Reappearances and RemakesAfter its removal, Flappy Bird remained playable on devices that already had it installed. Additionally, various unofficial versions and remakes of the game continued to appear on app stores.
Dong Nguyen’s ReturnIn August 2014, Dong Nguyen announced that he was working on a new version of Flappy Bird with multiplayer features and obstacles. This version, titled “Flappy Birds Family,” was released exclusively for Amazon Fire TV.
Flappy Bird’s Cultural ImpactFlappy Bird became a cultural phenomenon, with references in popular media, memes, and discussions about its difficulty and addictive nature continuing long after its removal.

Negative reviews

Despite its popularity, the game was not immune from negative reviews.
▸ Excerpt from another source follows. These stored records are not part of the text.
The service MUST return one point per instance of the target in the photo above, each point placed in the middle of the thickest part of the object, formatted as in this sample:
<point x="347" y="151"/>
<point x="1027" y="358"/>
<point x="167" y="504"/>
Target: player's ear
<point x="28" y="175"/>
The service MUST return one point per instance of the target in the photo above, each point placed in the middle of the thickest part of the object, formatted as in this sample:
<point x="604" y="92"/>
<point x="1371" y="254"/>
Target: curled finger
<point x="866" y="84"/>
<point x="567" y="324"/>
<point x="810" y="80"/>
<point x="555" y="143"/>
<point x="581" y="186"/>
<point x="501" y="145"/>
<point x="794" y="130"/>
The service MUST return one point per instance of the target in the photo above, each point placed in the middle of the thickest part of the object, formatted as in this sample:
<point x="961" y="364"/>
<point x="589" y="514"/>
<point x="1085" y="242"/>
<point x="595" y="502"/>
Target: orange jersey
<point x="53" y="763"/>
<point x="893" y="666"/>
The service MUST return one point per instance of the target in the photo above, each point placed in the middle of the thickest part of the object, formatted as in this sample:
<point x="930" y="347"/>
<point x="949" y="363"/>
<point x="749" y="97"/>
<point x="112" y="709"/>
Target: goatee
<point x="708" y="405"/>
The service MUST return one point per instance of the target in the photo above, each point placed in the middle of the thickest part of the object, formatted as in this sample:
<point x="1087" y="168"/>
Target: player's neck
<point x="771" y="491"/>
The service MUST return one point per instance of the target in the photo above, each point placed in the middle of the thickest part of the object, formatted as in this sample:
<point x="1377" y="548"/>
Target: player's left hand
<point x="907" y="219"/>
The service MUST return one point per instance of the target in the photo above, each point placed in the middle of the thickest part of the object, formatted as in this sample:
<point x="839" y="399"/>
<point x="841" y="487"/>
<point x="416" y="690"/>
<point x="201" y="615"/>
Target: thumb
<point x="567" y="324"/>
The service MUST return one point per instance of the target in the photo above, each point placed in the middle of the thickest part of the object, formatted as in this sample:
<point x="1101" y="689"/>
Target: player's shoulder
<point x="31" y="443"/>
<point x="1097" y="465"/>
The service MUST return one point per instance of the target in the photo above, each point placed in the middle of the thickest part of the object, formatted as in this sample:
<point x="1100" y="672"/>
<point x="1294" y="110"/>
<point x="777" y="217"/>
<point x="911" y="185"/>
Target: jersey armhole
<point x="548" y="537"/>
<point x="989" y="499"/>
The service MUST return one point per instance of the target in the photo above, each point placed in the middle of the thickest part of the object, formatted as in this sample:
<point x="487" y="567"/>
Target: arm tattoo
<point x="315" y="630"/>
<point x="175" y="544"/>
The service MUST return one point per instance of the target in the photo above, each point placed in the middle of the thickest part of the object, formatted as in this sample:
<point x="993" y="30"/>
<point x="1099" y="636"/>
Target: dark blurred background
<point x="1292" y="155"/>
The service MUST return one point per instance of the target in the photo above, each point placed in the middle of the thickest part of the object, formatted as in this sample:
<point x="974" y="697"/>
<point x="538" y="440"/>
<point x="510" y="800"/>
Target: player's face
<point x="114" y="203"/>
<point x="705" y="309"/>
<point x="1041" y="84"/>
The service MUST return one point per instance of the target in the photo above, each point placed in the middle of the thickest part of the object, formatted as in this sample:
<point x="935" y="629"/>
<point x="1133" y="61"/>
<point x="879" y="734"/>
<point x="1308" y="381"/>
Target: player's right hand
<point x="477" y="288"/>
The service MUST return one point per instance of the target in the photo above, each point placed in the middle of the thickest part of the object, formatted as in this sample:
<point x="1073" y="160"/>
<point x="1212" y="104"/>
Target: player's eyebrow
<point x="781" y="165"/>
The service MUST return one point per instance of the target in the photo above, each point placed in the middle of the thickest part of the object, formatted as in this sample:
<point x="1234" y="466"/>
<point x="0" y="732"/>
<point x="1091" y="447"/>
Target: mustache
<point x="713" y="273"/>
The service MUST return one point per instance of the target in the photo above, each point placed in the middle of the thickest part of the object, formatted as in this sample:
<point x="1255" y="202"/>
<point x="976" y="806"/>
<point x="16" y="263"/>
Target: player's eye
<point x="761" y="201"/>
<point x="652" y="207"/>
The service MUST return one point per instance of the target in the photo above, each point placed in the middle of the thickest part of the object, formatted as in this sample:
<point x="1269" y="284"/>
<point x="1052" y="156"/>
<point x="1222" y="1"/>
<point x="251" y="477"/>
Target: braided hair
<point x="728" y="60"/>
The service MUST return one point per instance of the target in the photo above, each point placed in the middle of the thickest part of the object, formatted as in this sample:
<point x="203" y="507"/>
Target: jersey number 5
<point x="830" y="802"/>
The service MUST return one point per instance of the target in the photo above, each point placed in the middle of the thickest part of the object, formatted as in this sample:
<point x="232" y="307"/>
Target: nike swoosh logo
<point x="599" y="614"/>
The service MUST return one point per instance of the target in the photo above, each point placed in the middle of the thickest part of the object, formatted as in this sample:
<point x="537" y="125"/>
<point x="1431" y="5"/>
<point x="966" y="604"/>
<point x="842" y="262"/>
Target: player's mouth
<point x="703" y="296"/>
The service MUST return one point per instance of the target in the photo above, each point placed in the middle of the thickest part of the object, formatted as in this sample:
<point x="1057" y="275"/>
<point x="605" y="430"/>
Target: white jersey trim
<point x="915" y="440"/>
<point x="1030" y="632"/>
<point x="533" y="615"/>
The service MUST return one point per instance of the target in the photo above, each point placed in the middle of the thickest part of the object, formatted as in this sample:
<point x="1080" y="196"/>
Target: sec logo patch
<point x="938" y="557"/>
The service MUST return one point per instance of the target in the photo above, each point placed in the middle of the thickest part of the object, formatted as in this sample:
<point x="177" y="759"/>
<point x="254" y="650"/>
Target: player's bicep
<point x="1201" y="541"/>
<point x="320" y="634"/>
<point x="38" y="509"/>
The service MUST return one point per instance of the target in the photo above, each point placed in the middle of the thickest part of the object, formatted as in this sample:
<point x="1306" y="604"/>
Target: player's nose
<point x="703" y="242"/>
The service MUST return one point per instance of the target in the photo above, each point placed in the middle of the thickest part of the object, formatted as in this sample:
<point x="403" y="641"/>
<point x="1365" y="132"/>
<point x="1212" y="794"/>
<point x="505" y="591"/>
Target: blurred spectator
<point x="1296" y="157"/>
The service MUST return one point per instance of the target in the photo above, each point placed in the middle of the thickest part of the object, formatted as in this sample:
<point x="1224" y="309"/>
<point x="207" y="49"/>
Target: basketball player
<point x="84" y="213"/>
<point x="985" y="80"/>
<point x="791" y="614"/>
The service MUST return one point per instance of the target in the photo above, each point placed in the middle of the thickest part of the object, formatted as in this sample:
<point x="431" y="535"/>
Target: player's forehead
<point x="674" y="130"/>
Some criticized Flappy Birds for its extreme difficulty level, while others believed Nguyen had blatantly copied ideas from the Mario Bros franchise.

However, there was no evidence that Flappy Birds infringed on any copyrights.

It was also alleged that Nguyen had purchased installs from bot farms to make the game appear more popular than it was.

But when one considers the advertising revenue he collected, this seems unlikely.


In early 2014, Nguyen announced he would be shutting Flappy Bird down forever: “Flappy Bird was designed to play in a few minutes,” he said in an interview with Forbes.

But it happened to become an addictive product. I think it has become a problem. To solve that problem, it’s best to take down Flappy Bird.”

It was also apparent that the creator was uncomfortable with the sudden fame he was exposed to.

Nguyen was bombarded with interview requests from national and international news outlets and even appeared on television in Vietnam. 

Of course, Flappy Birds remained available to play on smartphones that had downloaded the app before it was pulled.

Some of these phones were placed on auction sites to be sold off before they, too, were removed for violations.


Six months after Flappy Birds was shut down, a game called Flappy Birds Family appeared in the Amazon Appstore for Fire TV.

Amazon confirmed that the multiplayer version of the game was from the same developer, though it did not disclose whether any money changed hands.

Wisconsin-based electronics firm Bay Tek Entertainment then released an arcade version of the original game in 2015 on a 42-inch screen with a single, giant red button to control each bird. 

Key takeaways:

  • Flappy Bird is a mobile, arcade-style side-scroller game where players endeavor to fly birds between green pipes without hitting them. The game was created by Vietnamese programmer and video game artist Dong Nguyen in 2013.
  • Flappy Birds was ultimately shut down because Nguyen was uncomfortable with the game’s addictiveness and did not enjoy the increased attention he received from the press. 
  • A family edition of Flappy Birds reappeared in the app store for Amazon Fire TVs a few months later, with the eCommerce giant confirming that it was from the same developer. An official arcade version was also released in 2015.

Quick Timeline

  • Flappy Bird was created by Vietnamese programmer Dong Nguyen in 2013 as a mobile, arcade-style side-scroller game where players guide birds through green pipes without hitting them.
  • The game became an instant success, surpassing 50 million downloads within days and generating over $50,000 per day in advertising revenue.
  • Negative reviews criticized Flappy Bird for its extreme difficulty level and alleged similarities to the Mario Bros franchise, though no copyright infringements were found.
  • In early 2014, Dong Nguyen decided to shut down Flappy Bird, citing concerns about its addictiveness and the sudden fame he gained from its success.
  • Flappy Bird remained playable on smartphones that had downloaded the app before it was removed from app stores.
  • A family edition of Flappy Bird called “Flappy Birds Family” reappeared on Amazon Appstore for Fire TV a few months after the shutdown.
  • An official arcade version of Flappy Bird was released in 2015 by Bay Tek Entertainment, featuring a giant red button to control each bird.